Sheila dejó las maletas en el suelo otra vez y le dio las llaves del piso, y pese a su enfado, le dio un beso en la mejilla. A continuación las cogió de nuevo y se despidió con un adiós, pulsó el botón de llamada del ascensor, esperó a que subiera, y Damián salió al rellano.

—¿Vas a volver a verle? —preguntó.

—No es asunto tuyo.

—¿Eso es un sí?

—Interprétalo como quieras.

—Entiendo pues que lo es.

Sheila lo miró sin afirmarlo, pero tampoco sin desmentirlo.

—Creo que ya se me han disipado mis dudas, —agregó.

—Sí, supongo que sí, ¿algún otro veredicto? Porque no has hecho más que juzgarme.

Damián no quiso cruzar el umbral de la puerta y meterse en casa sin responder a la pregunta.

—Creía conocerte durante todos estos años, pero me equivocaba. No te conozco en absoluto. O te has convertido de la noche a la mañana en algo que no eras.

—¿En qué me he convertido? Puedes decirlo, —le retó.
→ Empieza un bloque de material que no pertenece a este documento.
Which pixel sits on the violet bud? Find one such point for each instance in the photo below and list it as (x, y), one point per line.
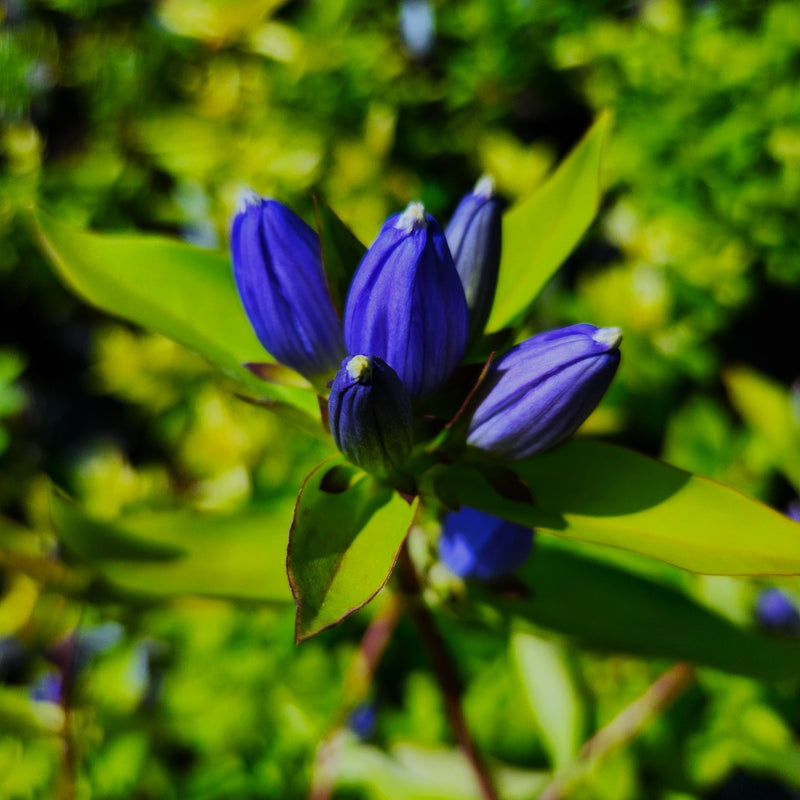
(478, 545)
(474, 236)
(539, 392)
(406, 304)
(277, 265)
(775, 612)
(370, 414)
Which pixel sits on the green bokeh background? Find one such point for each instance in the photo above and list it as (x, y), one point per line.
(125, 115)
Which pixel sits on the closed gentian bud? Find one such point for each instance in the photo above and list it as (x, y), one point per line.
(540, 391)
(277, 265)
(370, 414)
(478, 545)
(406, 304)
(775, 612)
(474, 235)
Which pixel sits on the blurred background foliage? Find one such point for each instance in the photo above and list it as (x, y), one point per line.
(153, 116)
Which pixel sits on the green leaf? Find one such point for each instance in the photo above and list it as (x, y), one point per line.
(613, 610)
(542, 230)
(610, 496)
(551, 689)
(766, 406)
(341, 252)
(186, 293)
(346, 534)
(159, 554)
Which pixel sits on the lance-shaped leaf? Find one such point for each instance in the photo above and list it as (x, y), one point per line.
(181, 291)
(611, 609)
(161, 554)
(543, 229)
(611, 496)
(346, 534)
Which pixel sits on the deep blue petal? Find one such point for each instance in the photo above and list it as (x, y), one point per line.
(542, 390)
(478, 545)
(369, 412)
(278, 271)
(474, 236)
(406, 304)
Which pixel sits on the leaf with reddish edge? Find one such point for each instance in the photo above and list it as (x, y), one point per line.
(346, 534)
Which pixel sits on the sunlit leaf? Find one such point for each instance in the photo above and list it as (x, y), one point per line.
(551, 690)
(766, 406)
(159, 554)
(346, 535)
(181, 291)
(613, 610)
(611, 496)
(542, 230)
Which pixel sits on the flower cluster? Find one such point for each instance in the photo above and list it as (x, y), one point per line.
(420, 296)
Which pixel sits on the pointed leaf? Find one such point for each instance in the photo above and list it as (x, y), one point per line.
(542, 230)
(346, 535)
(607, 495)
(551, 689)
(611, 609)
(341, 252)
(183, 292)
(159, 554)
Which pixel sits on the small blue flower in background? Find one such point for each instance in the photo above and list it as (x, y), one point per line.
(48, 688)
(539, 393)
(775, 612)
(406, 304)
(277, 265)
(474, 236)
(363, 719)
(478, 545)
(370, 414)
(418, 27)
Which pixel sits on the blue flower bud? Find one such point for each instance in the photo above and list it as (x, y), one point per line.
(478, 545)
(277, 265)
(406, 304)
(370, 414)
(540, 391)
(474, 236)
(775, 612)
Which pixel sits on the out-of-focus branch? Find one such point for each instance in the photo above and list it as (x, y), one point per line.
(446, 674)
(625, 727)
(356, 685)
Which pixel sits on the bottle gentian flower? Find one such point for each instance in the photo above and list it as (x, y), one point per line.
(478, 545)
(540, 391)
(406, 304)
(775, 612)
(370, 414)
(474, 237)
(277, 265)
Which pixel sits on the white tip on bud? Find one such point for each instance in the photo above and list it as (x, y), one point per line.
(412, 219)
(484, 187)
(247, 198)
(610, 337)
(359, 369)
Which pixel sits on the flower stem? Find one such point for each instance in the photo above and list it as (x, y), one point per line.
(446, 674)
(359, 677)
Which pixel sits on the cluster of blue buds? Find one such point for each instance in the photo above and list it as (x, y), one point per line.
(417, 300)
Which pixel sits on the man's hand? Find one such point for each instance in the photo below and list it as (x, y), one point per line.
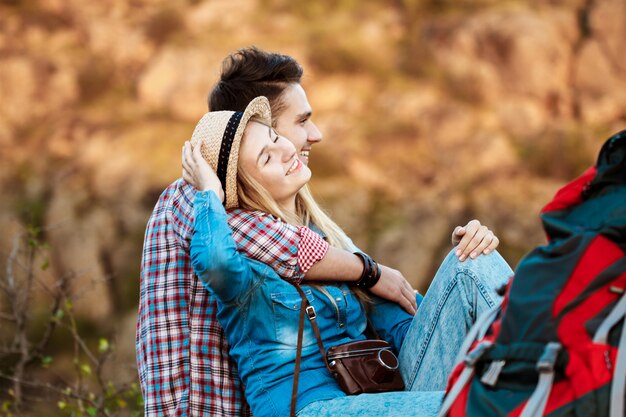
(394, 287)
(473, 239)
(198, 172)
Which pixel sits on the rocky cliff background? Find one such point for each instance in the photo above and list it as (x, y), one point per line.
(433, 112)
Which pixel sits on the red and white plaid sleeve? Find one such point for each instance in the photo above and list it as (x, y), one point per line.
(290, 250)
(311, 250)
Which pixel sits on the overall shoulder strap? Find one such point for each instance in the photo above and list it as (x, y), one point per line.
(305, 306)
—En una mujerzuela, y lo malo no es sólo eso, sino que pareces complacida de ello.

Sheila lo miró, ahora sí, con desprecio, se metió en el ascensor, pulsó el botón de bajada y antes de cerrar se asomó para hacerle una última observación en un tono de indiferencia.

—Por cierto, Damián, tu amigo folla como los ángeles. ¡Ah!... Una última cosa. Lleva cuidado al entrar, no tropieces con el marco, —le sugirió mientras cerraba la puerta del ascensor.